Laurence Devillairs est docteure et agrégée de philosophie HDR à Sorbonne Université, normalienne. Elle est spécialiste du XVIIème siècle et de philosophie morale. Elle réalise des visites au musée d’Orsay intitulées « Une touche de philo au musée. Visite philosophique » du 10 octobre 2024 au 16 janvier 2025 (1h /10 euros tarif adulte). Elle est l’autrice de : Être quelqu’un de bien. Philosophie du bien et du mal, publié aux éditions Points (2019).

Le vrai et le faux

Spinoza fait une distinction entre le vrai et la réalité. La réalité vient qualifier les choses qui nous entourent, le vrai est un jugement sur les choses. Lorsque je vais décrire une situation par exemple mes conditions d’enseignements, mon gymnase vétuste, le bruit… Le principal du collège ne peut pas me dire que ce n’est pas vrai. Il est sur un jugement d’une réalité. Le soleil n’est ni vrai, ni faux, il est réel. La vérité désigne l’adéquation entre ce qu’est réellement une chose et ce que l’on pense d’elle. Dans mon cas, la vérité c’est que ce gymnase n’est pas une installation sportive qui me donne des bonnes conditions d’enseignement.

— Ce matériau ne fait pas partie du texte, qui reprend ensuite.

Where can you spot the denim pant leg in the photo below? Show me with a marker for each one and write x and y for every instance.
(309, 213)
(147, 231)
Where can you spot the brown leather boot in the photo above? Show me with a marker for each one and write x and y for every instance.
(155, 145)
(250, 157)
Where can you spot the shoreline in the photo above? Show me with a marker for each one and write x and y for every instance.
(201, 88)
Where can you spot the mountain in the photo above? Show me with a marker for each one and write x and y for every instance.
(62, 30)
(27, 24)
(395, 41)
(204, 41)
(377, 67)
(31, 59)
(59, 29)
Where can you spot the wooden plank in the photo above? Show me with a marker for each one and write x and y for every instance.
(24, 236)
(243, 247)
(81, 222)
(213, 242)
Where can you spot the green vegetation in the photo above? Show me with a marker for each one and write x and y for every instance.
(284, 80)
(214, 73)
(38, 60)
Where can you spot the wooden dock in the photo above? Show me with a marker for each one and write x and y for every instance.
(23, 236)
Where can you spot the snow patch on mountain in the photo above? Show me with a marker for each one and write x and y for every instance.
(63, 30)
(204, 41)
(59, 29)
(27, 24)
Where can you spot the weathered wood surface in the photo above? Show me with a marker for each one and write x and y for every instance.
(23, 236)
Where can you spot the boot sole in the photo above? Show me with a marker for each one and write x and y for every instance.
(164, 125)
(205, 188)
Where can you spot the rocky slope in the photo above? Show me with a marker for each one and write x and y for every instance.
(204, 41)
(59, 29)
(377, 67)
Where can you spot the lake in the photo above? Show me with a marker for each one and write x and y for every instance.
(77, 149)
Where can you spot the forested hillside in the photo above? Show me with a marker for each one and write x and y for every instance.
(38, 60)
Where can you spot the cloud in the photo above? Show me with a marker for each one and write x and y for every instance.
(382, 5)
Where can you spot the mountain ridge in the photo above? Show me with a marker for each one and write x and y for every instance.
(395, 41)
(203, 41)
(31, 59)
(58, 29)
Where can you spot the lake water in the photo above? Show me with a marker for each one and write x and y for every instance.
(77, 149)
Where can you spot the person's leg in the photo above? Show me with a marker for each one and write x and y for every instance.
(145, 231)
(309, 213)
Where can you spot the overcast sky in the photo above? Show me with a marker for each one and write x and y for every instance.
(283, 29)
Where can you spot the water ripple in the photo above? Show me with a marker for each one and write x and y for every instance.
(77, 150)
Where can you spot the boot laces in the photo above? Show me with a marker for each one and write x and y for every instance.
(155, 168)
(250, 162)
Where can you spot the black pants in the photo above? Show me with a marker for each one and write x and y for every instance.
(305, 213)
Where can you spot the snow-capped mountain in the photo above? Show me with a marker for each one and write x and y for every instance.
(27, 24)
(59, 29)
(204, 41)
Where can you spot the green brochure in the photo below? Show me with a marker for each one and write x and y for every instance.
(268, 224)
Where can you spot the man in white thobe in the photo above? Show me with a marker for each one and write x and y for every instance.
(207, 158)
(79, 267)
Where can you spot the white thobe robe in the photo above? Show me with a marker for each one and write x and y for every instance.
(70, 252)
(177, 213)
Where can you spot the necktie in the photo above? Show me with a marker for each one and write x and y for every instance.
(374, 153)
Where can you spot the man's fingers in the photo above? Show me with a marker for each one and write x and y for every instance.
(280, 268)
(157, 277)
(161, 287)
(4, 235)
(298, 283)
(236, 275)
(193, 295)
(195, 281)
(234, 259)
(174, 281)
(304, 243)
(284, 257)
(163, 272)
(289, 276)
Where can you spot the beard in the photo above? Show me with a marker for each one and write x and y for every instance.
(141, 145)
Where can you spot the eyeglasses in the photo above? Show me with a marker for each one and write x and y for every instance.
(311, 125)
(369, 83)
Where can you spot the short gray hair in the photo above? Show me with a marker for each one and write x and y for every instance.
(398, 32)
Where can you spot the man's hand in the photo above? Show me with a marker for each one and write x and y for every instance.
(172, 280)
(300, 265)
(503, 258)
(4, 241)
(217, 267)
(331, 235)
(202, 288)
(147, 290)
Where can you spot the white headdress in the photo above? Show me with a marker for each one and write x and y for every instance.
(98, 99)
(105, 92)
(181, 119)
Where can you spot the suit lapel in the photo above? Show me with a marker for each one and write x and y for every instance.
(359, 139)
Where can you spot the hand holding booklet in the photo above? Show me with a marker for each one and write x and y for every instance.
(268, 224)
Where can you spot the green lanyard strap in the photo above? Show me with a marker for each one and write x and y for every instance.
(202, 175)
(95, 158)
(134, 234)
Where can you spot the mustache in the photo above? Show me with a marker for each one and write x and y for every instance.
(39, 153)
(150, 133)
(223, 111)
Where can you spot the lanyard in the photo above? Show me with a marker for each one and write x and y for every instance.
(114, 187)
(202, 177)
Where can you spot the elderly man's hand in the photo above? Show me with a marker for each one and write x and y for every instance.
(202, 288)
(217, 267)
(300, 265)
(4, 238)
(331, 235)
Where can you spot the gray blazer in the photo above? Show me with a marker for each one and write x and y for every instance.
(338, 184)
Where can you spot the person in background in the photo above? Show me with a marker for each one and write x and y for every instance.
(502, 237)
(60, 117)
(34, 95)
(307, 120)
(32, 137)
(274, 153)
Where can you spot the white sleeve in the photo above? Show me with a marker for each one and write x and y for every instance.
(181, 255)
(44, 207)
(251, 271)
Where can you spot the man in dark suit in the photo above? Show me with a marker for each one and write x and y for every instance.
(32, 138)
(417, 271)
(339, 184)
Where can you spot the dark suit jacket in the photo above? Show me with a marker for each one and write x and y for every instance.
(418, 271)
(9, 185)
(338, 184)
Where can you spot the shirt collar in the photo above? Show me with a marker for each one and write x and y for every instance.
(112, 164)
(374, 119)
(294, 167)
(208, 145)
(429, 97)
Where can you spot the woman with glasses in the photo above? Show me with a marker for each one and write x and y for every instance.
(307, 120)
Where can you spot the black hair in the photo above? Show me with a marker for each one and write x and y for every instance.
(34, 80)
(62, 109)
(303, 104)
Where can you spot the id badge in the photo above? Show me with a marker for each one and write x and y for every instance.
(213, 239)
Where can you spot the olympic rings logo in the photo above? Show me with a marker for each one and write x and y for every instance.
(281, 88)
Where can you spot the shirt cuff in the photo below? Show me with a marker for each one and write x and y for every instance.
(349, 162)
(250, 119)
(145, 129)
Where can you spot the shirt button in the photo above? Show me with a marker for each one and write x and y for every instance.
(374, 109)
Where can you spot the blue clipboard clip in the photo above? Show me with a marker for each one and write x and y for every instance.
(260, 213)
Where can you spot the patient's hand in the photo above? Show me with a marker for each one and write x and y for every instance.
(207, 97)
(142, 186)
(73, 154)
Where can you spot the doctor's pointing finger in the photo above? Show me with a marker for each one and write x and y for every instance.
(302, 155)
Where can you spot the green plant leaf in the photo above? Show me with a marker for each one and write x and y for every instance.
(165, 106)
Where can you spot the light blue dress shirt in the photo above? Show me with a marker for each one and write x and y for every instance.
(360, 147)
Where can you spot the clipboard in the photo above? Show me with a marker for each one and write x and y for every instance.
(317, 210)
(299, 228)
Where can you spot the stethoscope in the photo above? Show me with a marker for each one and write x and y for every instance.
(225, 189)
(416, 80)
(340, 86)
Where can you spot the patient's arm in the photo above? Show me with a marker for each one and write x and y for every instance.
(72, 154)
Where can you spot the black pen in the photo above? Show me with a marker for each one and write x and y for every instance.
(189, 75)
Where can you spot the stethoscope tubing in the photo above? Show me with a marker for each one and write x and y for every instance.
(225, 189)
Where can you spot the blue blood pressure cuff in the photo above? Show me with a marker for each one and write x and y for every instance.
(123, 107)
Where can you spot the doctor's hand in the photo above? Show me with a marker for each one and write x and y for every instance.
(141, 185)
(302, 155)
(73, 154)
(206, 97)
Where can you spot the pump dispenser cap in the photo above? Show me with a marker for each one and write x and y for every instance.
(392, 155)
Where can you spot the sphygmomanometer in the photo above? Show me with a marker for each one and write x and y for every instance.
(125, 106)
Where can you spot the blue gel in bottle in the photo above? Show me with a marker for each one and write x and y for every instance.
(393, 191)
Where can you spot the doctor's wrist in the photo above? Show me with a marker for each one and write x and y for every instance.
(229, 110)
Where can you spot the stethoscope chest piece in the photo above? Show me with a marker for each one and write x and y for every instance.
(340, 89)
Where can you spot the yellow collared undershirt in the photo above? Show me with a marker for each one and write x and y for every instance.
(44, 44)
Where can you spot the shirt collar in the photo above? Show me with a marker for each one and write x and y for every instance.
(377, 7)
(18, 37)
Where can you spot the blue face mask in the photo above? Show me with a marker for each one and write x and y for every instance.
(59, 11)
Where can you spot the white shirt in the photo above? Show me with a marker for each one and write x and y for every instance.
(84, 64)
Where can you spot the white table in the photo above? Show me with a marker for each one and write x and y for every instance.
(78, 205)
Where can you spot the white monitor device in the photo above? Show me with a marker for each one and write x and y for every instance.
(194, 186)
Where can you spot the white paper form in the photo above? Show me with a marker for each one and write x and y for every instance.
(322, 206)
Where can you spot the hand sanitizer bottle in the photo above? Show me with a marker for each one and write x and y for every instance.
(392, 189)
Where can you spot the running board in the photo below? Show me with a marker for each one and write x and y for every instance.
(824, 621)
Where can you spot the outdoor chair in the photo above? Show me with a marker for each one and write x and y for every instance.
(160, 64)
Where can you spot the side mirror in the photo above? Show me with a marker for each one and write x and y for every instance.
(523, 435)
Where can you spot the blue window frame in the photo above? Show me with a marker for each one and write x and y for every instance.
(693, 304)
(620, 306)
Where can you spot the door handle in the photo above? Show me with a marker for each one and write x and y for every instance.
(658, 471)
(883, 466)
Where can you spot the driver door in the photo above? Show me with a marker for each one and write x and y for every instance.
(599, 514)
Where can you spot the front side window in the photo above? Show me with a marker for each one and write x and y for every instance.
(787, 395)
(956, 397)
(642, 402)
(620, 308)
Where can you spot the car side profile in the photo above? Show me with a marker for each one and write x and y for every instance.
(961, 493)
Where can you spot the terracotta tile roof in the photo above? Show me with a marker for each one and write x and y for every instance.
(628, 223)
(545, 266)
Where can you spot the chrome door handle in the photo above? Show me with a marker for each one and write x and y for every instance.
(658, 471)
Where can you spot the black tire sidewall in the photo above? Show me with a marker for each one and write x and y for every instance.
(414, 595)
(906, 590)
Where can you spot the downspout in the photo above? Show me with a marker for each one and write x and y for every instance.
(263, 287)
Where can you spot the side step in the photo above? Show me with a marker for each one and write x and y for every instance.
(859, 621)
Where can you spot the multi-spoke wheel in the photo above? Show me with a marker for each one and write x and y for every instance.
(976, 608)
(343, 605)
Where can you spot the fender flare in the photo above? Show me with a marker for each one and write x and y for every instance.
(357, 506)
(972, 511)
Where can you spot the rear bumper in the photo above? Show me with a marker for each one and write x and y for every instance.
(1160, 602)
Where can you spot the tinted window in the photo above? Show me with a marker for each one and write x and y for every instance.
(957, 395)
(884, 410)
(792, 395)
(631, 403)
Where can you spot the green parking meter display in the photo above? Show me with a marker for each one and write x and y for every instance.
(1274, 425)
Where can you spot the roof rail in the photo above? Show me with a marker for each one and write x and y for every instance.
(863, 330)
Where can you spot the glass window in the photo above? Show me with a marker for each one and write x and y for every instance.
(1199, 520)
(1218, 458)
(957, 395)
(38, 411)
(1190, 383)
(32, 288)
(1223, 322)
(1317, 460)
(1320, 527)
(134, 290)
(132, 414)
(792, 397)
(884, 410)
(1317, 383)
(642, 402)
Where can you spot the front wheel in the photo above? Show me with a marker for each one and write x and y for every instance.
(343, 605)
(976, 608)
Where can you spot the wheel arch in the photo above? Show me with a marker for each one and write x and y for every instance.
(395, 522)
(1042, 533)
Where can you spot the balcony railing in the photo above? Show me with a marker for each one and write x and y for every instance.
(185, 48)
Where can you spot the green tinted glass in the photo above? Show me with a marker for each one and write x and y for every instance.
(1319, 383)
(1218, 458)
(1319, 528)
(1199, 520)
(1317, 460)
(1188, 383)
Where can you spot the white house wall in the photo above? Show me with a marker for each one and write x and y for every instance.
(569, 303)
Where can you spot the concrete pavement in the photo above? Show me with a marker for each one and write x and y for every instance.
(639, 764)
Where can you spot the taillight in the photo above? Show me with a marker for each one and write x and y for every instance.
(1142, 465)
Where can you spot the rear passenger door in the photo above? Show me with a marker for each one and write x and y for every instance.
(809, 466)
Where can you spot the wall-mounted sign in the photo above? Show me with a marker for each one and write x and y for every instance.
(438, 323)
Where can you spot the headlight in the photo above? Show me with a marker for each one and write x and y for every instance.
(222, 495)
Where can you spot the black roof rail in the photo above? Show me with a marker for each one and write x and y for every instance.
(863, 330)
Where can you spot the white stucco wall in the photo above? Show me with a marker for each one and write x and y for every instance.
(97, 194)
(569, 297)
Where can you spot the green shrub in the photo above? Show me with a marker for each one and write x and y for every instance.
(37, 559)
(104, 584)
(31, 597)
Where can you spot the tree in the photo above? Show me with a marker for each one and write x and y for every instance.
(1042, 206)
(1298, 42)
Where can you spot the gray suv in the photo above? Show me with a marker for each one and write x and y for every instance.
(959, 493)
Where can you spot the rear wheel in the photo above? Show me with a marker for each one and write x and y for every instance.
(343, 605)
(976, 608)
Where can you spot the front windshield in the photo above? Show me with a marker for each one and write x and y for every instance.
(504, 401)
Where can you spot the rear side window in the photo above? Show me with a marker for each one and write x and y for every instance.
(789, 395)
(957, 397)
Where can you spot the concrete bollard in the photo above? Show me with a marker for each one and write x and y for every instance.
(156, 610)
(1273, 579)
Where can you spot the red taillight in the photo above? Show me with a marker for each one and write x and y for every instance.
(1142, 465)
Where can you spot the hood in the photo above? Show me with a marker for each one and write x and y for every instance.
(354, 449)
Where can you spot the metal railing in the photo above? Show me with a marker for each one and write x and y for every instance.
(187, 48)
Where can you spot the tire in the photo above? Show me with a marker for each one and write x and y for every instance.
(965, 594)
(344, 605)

Le sens commun à tendance à confondre vérité et réalité. La réalité c’est l’ensemble des « objets » qui s’offrent à la connaissance du sujet, sous les apparences qu’il faut « rectifier » pour trouver la vérité. On construit la vérité au fur et à mesure des approximations et des vérifications. Toute théorie authentiquement scientifique constitue pour Bachelard une « approximation de la vérité » appelée à être un jour ou l’autre « rectifiée » par le progrès des connaissances.

Une citation : « La propagande est aux démocraties ce que la violence est aux dictatures. » [Noam Chomsky, éd. Seven Stories Press, 2002]

Pour continuer : Gaston Bachelard, La Formation de l’esprit scientifique.